Forum Moderators: open

Message Too Old, No Replies

Two more slow spiders

         

Spearmaster

1:54 pm on Nov 27, 2002 (gmt 0)

10+ Year Member



Just in case anyone else sees these:

Mozilla la2@unspecified.mail
larbin_2.6.2 vitalbox1@hotmail.com

They have been slowly crawling my sites for the past couple of days, almost non-stop picking up a page every 20-30 minutes, and obviously unable to recognize when it has been banned.

jdMorgan

4:35 pm on Nov 27, 2002 (gmt 0)

WebmasterWorld Senior Member 10+ Year Member



... and obviously unable to recognize when it has been banned.

Do you mean you are returning a 403-Forbidden response, or that you Disallowed them in robots.txt?

I've got a 403-block on "larbin", but I've never heard of the other one.

Thanks,
Jim

wilderness

5:04 pm on Nov 27, 2002 (gmt 0)

WebmasterWorld Senior Member 10+ Year Member Top Contributors Of The Month



Jim,
I've seen both of these with a variety of beginnings;
SetEnvIf User-Agent unspecified.mail$ keep_out
SetEnvIf User-Agent sender.com>)$ keep_out

Spearmaster

1:53 am on Nov 28, 2002 (gmt 0)

10+ Year Member



Blocked the specific IPs in .htaccess. I really hate to play with robots.txt :) Unfortunately, Turnitinbot made me have to go update robots.txt.

Wilderness, I've seen the unspecified one as well - but that hasn't bothered me much.

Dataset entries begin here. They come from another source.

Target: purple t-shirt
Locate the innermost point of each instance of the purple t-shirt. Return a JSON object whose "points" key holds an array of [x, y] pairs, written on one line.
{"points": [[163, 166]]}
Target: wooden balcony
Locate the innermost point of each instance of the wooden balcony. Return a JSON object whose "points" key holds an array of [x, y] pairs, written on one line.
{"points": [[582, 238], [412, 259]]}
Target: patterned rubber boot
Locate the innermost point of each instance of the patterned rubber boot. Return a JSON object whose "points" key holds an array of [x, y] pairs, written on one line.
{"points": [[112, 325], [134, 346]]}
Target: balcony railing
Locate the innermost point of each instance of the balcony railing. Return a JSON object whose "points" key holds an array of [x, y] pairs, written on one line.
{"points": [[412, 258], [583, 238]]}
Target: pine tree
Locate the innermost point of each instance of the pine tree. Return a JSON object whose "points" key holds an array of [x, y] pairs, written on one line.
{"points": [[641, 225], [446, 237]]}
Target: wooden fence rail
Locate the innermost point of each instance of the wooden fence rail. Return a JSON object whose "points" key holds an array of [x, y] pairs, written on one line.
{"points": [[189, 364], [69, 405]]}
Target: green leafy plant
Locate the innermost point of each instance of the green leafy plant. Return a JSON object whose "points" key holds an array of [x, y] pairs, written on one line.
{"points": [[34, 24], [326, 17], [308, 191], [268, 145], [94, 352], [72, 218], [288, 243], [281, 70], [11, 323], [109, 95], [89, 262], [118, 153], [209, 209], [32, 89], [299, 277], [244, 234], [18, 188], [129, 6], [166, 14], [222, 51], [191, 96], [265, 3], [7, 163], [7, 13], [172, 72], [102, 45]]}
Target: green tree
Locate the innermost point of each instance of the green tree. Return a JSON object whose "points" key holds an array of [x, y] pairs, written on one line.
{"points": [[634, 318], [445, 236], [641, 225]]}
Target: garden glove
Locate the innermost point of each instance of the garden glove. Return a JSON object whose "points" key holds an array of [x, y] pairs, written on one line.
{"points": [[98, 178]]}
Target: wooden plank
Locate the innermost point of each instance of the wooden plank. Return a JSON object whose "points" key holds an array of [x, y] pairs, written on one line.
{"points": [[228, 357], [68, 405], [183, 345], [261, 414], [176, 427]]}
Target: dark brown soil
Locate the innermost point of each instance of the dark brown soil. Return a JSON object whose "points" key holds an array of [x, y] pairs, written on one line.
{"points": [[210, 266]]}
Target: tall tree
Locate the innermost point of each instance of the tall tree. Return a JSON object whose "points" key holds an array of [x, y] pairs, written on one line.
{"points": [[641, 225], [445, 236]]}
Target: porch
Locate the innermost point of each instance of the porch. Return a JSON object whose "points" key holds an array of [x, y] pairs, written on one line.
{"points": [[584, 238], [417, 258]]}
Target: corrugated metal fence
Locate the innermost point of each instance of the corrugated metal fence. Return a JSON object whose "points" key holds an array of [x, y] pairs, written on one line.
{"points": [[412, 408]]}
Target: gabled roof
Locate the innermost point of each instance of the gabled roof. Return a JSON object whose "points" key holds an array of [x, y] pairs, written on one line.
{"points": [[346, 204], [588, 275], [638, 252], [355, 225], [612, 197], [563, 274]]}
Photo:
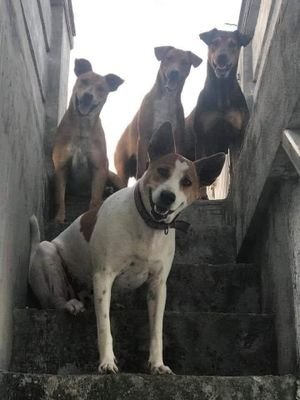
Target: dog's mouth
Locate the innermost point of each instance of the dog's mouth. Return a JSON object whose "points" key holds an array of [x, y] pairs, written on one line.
{"points": [[222, 71], [84, 108], [159, 212], [171, 85]]}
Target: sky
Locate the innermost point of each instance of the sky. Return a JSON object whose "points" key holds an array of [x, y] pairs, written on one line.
{"points": [[119, 36]]}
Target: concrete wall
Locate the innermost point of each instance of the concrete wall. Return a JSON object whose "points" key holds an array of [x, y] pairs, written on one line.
{"points": [[266, 189], [26, 32]]}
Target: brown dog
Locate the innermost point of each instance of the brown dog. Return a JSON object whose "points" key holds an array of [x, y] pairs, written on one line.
{"points": [[161, 104], [80, 139], [221, 114]]}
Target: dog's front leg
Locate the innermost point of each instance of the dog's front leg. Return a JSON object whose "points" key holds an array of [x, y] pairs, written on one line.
{"points": [[156, 299], [60, 189], [98, 185], [102, 296]]}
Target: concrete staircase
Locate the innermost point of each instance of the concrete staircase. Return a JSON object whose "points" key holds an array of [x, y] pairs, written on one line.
{"points": [[216, 340]]}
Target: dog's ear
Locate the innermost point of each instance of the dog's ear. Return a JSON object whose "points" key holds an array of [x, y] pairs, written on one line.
{"points": [[82, 66], [162, 142], [113, 81], [208, 37], [209, 168], [161, 51], [243, 39], [195, 60]]}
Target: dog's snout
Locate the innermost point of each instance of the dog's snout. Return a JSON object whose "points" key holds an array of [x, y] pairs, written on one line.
{"points": [[86, 99], [222, 60], [174, 75], [167, 198]]}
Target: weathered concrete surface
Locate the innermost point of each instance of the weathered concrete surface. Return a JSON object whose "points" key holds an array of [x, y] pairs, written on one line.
{"points": [[276, 107], [22, 184], [266, 206], [210, 238], [194, 343], [218, 288], [25, 33], [136, 387], [276, 248]]}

By any chance, has anyone seen a browser that returns a null string? I can't ban this in .htaccess because Apache always returns "-" for a null string and some browsers legitimately have a hyphen...

jdMorgan

2:11 am on Nov 28, 2002 (gmt 0)

WebmasterWorld Senior Member 10+ Year Member



Spearmaster,

I suggest you read deeply in this forum before implementing blocking. You can block user-agents starting with a specified string, user-agents ending with a specified string, user-agents containing a specified string, or user-agents which exactly match a specified string.

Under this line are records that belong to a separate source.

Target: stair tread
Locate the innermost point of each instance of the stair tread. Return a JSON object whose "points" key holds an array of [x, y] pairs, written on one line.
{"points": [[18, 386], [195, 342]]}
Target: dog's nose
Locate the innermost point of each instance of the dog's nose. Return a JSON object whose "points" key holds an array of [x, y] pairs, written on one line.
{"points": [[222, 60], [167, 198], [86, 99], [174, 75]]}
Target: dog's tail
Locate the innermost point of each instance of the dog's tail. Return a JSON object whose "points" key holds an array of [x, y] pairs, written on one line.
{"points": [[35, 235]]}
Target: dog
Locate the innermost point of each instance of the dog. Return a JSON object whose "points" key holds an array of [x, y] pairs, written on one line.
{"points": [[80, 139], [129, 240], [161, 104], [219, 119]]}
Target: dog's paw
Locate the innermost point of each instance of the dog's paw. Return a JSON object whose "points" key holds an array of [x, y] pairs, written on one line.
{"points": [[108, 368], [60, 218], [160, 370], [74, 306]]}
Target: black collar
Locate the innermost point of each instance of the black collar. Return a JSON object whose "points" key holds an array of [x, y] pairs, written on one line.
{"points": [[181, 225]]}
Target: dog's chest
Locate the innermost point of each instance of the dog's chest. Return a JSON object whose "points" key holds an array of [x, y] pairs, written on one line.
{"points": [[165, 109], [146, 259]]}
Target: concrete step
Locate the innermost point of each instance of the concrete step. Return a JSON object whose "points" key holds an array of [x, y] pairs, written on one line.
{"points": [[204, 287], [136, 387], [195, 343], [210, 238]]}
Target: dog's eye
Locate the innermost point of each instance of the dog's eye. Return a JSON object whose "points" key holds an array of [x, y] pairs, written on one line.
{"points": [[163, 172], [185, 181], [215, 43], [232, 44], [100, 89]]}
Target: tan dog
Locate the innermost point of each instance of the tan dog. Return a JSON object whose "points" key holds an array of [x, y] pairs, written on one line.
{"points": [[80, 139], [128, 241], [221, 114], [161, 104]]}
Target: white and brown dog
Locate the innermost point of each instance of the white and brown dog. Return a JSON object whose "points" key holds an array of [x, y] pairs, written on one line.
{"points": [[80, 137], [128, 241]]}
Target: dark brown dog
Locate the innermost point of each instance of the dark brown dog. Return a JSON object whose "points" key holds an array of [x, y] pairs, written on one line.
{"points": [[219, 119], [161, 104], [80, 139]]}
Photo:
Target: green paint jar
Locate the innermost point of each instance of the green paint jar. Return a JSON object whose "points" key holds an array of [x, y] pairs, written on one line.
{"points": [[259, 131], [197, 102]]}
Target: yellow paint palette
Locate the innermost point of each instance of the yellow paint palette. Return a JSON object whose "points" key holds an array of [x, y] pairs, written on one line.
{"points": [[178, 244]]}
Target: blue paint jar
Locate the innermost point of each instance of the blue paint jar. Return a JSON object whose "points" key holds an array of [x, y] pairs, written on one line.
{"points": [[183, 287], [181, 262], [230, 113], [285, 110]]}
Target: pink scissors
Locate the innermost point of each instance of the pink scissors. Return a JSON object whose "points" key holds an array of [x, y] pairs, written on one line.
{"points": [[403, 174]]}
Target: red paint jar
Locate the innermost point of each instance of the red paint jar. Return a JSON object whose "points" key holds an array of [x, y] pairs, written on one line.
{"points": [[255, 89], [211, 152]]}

That's what all the hats and dollars ( "^" and "$" ) are for in the block lists you see here. These are present because the string-matching uses regular expressions [etext.lib.virginia.edu] - a pattern-matching specificaton language, if you will.

You really don't want to block null user-agents! There are many reasons a user-agent might be null, and many are beyond the control of the person using the browser. Corporate proxies often block UA, and Norton Internet Security and similar products will also block UA in their out-of-the-box default mode.

Jim

wilderness

3:11 am on Nov 28, 2002 (gmt 0)

WebmasterWorld Senior Member 10+ Year Member Top Contributors Of The Month



<snip>You really don't want to block null user-agents!>

Jim,
I ALMOST! Agree with you here 100 %.
I have seen many devious attempts to access with a null UA.

The only vaild spidering I've lost as a result of denying blank UA's was I believe Lycos.
I emailed the bot's website and they were totally baffled by explanation that the only reason their bot was being denied was because of the null UA.

The amazing thing was that each time they spidered there were two log entires. One with both null Referrer and UA. Then the second where the robots.txt was read and the UA was identified.
The logic of this defies me. Yet they wouldn't contine with the spider as a result of the 403 from the initial null.

Spearmaster

5:33 pm on Nov 28, 2002 (gmt 0)

10+ Year Member



I had implemented it for about 10 seconds before I realized I was potentially cancelling out lots of legitimate browser agents.

By the same token, I don't want someone ripping my site without any possible identification as to who it might be (other than an IP, of course) - and since I read my logs twice a day (I can hear you all laughing LOL) by the time I've discovered a rogue bot, it's too late. But personal anaylsis often makes the difference when determining whether or not the visit was legitimate.

wilderness

2:21 am on Nov 29, 2002 (gmt 0)

WebmasterWorld Senior Member 10+ Year Member Top Contributors Of The Month



<snip>But personal anaylsis often makes the difference when determining whether or not the visit was legitimate.>

Spearmaster,
Ilike your thinking :-)
I've had a visitor today at four different time frames from a University. They enter the main page. No robot's or nothing.
These types of visits have taugt me two be suspicious.

I'm sure the computer labs at many university's run 24/7 however I'm not sure they are out making probes on a holiday?